When the music stopped, the scene turned ugly. In the second half of 2025, the crypto market corrected—causing at least 15 Bitcoin treasury companies’ share prices to fall below the net asset value of their token holdings. Retail investor losses are estimated at $17 billion.
NewBird AI is essentially a variant of the DAT model—swapping “buying tokens” for “buying GPUs,” and “Bitcoin treasury” for “compute leasing.” The underlying logic is identical: an empty shell company without relevant operational capabilities latches onto a hot narrative to attract capital, then uses that capital to acquire a trending asset.

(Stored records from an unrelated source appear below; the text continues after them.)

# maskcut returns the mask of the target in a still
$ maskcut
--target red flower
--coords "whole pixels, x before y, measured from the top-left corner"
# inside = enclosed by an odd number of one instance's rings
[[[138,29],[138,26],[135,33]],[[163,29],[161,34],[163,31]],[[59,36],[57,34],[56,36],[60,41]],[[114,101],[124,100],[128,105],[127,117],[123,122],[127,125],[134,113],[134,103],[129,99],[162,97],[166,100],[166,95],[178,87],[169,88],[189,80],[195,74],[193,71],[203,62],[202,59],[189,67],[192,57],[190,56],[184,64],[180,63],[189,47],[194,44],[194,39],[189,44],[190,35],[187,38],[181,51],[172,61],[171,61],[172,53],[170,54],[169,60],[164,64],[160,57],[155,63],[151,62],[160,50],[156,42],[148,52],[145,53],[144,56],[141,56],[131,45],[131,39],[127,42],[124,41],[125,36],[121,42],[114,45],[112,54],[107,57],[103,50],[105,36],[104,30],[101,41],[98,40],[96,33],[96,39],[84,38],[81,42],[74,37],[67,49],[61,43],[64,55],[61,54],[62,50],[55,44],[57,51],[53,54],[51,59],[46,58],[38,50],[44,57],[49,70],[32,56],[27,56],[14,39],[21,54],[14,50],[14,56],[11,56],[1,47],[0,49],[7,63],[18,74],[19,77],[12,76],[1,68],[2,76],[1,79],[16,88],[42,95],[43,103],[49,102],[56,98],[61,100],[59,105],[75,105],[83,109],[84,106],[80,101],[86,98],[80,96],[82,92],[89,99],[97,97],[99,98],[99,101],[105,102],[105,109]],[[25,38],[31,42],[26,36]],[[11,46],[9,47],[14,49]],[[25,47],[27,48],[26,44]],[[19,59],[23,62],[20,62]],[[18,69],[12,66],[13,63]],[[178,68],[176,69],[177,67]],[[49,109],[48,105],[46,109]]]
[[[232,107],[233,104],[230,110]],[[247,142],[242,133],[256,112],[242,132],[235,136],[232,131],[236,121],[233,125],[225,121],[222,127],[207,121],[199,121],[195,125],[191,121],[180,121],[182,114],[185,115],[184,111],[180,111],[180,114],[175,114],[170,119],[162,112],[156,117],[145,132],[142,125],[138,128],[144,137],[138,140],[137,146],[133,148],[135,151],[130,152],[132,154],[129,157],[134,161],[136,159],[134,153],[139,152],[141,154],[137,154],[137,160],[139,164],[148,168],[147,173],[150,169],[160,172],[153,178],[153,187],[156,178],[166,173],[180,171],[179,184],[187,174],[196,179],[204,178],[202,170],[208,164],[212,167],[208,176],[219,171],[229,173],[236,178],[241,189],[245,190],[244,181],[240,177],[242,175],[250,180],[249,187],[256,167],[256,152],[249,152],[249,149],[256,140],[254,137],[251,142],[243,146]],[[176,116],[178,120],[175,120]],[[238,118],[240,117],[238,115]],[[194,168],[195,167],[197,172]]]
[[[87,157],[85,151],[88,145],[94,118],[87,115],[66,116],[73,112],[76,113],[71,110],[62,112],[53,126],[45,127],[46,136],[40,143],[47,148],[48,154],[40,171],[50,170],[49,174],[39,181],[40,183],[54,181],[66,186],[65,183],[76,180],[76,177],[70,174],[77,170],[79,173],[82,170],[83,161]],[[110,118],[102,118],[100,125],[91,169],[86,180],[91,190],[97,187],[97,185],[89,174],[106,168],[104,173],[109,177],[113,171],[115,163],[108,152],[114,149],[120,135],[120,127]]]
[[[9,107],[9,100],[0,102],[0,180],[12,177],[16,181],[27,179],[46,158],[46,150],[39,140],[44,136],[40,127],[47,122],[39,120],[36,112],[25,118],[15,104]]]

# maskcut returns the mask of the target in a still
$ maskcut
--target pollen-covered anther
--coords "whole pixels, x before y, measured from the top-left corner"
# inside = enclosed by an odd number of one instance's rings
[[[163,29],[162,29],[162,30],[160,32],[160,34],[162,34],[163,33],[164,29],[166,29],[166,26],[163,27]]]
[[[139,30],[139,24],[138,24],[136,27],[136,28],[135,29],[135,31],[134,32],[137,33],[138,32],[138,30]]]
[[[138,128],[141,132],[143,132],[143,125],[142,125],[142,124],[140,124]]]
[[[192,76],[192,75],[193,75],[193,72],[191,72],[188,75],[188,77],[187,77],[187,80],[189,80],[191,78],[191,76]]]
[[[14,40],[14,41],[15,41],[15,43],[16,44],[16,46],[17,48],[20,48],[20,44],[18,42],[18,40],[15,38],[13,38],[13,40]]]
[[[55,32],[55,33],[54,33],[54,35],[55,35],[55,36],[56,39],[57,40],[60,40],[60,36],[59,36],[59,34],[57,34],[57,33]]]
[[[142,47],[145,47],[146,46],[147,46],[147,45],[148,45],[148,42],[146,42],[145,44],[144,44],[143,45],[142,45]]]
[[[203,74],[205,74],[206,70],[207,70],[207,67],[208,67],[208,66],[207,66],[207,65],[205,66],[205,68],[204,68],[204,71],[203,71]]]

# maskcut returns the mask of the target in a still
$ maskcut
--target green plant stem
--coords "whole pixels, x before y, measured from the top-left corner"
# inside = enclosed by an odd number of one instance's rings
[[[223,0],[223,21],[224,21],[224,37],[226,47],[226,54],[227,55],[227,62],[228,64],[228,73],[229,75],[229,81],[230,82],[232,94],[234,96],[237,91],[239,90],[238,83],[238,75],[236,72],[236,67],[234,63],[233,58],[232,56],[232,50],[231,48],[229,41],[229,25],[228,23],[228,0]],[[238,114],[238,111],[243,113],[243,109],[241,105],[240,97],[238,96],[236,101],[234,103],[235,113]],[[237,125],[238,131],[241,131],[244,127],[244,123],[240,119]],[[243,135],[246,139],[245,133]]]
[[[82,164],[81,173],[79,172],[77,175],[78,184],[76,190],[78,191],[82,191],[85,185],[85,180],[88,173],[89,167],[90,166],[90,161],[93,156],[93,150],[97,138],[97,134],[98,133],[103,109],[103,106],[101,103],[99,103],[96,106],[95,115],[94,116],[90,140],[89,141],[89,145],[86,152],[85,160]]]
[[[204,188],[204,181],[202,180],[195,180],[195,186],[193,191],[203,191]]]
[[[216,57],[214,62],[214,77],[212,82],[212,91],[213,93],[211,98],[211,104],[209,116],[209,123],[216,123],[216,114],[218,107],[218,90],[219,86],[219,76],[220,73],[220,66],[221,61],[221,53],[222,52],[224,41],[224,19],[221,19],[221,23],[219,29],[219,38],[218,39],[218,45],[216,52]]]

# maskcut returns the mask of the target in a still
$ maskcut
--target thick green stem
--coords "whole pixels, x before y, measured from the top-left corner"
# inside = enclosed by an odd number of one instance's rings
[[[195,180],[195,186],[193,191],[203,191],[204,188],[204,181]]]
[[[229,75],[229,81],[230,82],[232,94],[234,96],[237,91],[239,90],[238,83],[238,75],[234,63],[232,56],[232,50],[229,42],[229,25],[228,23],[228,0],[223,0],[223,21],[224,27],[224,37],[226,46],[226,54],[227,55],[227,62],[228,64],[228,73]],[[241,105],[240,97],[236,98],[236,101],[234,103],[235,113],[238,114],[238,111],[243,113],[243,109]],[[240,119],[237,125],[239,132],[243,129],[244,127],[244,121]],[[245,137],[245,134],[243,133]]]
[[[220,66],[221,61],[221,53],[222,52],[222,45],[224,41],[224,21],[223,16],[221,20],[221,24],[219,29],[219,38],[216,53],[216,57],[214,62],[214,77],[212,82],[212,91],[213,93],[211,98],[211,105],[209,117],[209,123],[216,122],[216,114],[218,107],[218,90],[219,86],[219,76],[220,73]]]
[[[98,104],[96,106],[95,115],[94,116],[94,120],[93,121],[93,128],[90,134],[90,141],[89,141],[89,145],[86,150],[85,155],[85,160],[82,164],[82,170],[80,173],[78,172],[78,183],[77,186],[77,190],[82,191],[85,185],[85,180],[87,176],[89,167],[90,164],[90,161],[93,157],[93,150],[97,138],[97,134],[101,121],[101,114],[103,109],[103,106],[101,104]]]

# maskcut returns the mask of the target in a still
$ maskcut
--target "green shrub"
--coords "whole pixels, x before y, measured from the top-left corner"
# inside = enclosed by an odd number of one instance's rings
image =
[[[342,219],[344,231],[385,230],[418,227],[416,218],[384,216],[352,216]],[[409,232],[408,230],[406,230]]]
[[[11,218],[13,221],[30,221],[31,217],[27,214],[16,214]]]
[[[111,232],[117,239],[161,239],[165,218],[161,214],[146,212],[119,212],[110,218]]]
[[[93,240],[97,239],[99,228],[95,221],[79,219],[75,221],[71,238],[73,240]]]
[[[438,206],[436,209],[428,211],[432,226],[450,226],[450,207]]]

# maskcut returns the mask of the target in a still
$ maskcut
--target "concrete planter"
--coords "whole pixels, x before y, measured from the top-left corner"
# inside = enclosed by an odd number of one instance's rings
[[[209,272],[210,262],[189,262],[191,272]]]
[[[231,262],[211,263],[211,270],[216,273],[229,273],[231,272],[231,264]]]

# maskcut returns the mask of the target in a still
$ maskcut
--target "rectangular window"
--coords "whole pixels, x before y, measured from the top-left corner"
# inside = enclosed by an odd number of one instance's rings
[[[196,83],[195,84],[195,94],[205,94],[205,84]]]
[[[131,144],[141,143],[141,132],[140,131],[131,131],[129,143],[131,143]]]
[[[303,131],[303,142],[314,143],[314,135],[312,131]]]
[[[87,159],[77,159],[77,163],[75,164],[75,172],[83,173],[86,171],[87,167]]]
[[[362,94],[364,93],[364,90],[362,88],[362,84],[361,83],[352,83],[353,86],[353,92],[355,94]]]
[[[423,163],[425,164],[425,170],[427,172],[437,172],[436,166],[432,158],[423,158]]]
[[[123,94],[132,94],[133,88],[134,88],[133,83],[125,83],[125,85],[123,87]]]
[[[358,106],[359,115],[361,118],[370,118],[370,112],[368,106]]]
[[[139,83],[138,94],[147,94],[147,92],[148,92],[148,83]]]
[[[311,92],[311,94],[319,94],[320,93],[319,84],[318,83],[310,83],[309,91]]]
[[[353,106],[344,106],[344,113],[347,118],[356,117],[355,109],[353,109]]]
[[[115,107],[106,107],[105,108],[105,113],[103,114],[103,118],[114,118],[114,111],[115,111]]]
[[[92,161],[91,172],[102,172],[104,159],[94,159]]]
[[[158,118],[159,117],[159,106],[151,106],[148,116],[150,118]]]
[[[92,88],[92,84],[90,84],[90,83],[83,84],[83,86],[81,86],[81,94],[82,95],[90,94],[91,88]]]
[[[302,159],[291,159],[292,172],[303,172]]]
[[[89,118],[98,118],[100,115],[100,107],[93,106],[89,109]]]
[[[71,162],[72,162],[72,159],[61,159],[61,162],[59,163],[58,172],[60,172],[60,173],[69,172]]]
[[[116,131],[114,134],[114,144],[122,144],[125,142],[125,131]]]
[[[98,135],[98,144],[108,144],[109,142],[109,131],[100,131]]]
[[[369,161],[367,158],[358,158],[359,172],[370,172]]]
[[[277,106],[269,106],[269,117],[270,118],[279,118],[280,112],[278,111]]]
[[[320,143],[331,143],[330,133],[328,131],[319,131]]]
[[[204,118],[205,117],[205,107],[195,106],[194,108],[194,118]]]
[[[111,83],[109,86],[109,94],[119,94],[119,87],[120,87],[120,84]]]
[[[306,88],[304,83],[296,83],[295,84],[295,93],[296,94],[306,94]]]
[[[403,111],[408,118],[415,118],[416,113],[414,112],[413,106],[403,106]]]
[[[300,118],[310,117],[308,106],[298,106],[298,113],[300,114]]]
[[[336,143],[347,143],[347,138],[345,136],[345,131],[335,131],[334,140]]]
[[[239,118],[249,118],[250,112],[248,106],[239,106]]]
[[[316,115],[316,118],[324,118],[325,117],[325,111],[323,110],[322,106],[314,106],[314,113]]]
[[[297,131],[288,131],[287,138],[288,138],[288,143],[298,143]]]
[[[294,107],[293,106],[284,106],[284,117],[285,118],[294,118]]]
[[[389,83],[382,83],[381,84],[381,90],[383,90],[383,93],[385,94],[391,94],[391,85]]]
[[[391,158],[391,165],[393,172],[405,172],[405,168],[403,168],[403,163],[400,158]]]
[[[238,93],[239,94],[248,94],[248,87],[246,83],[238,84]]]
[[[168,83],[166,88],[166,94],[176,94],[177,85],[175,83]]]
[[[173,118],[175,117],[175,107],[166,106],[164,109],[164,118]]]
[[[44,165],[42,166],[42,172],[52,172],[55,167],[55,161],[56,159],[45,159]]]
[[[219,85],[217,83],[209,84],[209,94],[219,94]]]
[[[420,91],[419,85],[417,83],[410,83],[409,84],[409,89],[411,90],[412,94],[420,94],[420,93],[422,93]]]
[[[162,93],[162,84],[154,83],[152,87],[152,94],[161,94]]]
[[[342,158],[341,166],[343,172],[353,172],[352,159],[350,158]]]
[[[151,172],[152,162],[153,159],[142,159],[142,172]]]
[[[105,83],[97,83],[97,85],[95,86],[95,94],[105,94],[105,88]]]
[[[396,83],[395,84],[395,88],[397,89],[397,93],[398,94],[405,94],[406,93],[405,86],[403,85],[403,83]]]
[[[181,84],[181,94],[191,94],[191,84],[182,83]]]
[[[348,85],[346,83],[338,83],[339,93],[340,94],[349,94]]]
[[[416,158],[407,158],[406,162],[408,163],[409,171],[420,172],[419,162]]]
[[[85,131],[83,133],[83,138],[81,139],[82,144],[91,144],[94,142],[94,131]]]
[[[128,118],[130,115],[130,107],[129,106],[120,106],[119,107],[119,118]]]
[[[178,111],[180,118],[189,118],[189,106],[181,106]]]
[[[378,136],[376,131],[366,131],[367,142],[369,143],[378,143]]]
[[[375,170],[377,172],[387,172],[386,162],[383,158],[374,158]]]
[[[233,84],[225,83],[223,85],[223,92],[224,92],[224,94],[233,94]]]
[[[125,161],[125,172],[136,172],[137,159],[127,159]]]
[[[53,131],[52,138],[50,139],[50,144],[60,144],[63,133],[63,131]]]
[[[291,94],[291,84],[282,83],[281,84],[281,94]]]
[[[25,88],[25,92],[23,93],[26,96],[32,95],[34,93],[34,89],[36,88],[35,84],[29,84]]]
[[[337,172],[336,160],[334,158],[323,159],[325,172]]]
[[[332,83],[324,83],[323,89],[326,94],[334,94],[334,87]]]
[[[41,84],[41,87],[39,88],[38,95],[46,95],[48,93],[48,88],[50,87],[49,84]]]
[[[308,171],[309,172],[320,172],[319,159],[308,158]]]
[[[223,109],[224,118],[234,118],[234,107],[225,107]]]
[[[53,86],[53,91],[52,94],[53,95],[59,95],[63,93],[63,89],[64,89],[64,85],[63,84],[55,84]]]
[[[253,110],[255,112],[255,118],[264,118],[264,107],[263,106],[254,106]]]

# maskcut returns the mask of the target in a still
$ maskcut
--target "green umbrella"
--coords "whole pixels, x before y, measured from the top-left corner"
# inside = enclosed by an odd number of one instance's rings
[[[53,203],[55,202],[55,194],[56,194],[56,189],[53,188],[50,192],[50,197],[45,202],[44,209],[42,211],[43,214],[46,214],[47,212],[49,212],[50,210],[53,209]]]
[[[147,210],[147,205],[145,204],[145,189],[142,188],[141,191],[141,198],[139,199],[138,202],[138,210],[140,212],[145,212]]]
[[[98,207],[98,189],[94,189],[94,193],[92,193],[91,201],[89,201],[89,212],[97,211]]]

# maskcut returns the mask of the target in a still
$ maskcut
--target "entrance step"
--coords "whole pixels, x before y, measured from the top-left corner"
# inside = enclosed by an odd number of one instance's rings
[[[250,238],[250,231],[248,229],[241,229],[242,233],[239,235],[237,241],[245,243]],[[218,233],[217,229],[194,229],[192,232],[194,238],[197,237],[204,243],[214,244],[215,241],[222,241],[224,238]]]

GPUs are physical assets—not prone to collapsing 50% overnight—but they do depreciate, become obsolete, and require power, cooling, and ongoing operations—precisely the domains Allbirds has never touched.
Every technological wave spawns the same phenomenon.
Add “.com” in 2000. Add “Blockchain” in 2017. Claim “metaverse” in 2021. Announce Bitcoin purchases in 2025. Declare GPU acquisitions in 2026. Human nature beneath it all remains unchanged: greed seeks the shortest path, and markets always pay for a compelling story.
$50 million in compute investment is barely a ripple against players like CoreWeave or Lambda—each already operating tens of thousands of GPUs. Yet a former wool-sneaker company, armed with nothing but a press release and a new name, generated over $130 million in market-cap growth in a single day. When this occurs during the mid-to-late stage of a bull market, it’s never a positive signal.
Recall Long Blockchain Corp.’s fate. NewBird AI’s outcome may not mirror it exactly—but when a retail veteran leads an empty shell—one that just sold off every last pair of shoes—and declares intent to compete with Amazon and Microsoft for compute business, you should at least ask yourself one question:
Of that 582% surge, how much reflects faith—and how much reflects bubble?